Oklahoma Democrats chose Saturday to give their party chairman another two-year stint in office instead of selecting a state senator who promised she would bring diversity to the party.
Wallace Collins, a former state representative from Norman, won a hotly contested race, defeating Sen. Constance Johnson, D-Forest Park. The vote was 326-214.
“It was kind of a dogfight and I kind of expected that,” Collins said after the votes were tallied. “For me to win out over a sitting senator as popular as she is … was a terrific victory. The party wants to have continuity.”
After losing her bid for chairman, Johnson made a bid for vice chairman. Incumbent Dana Orwig won re-election, 282-217. Wallace and Orwig, elected to their posts in 2011, ran as a team.
About 750 delegates showed up for the daylong convention at the Oklahoma City Marriott, 3233 Northwest Expressway. The gathering was much more orderly than two years ago when credentialing of delegates caused voting total irregularities, causing elections to drag on for several hours.
Collins said that during his tenure as chairman the Oklahoma Democratic Party completed the effort of his predecessors to pay off a $36,000 debt owed to the Internal Revenue Service since 2006.
Collins said the party has made efforts to reach out to various ethnic groups and races to recruit members, such as appearing in the Martin Luther King Jr. and gay pride parades in Oklahoma City, as well as taking part in festivals put on by the Asian and Hispanic communities in Oklahoma City.
When he took office two years ago, Collins said he was surprised to find only one picture of President Barack Obama, a Democrat, hanging in state party headquarters.
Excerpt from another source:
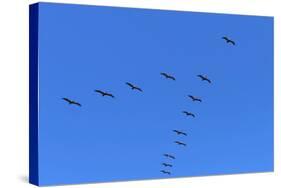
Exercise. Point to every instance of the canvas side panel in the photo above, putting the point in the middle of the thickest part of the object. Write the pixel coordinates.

Several pictures of the president are now displayed in party offices, he said.
Oklahoma Democrats took another beating at the polls in November. Obama again failed to win a single county and for the first time in state history Republicans occupy the entire state's congressional delegation, all statewide elected offices and both chambers of the Legislature.
Collins said the party will continue to recruit candidates and work with Democrats to get elected to local races so they might consider a legislative or statewide contest later.
Johnson said she would have worked to reconnect, rebuild and restore the Democratic Party
Johnson, vying to become the first sitting legislator to be the state's top Democrat since then-Rep. Mike Mass held the post from 1999 until 2001, said she sought to bring diversity to the party.
“I believe Oklahoma's demographics have shifted,” she said after the elections. “Our party should have been willing to reflect that in terms of our leadership.”
Johnson said she wanted to work to attract various groups to the Democratic Party.
Earlier, former Oklahoma U.S. Sen. Fred Harris, 82, gave a stirring speech, encouraging Democrats to work harder for candidates and to support the president.
“We're due for a turning,” he said. “We've got to keep fighting.”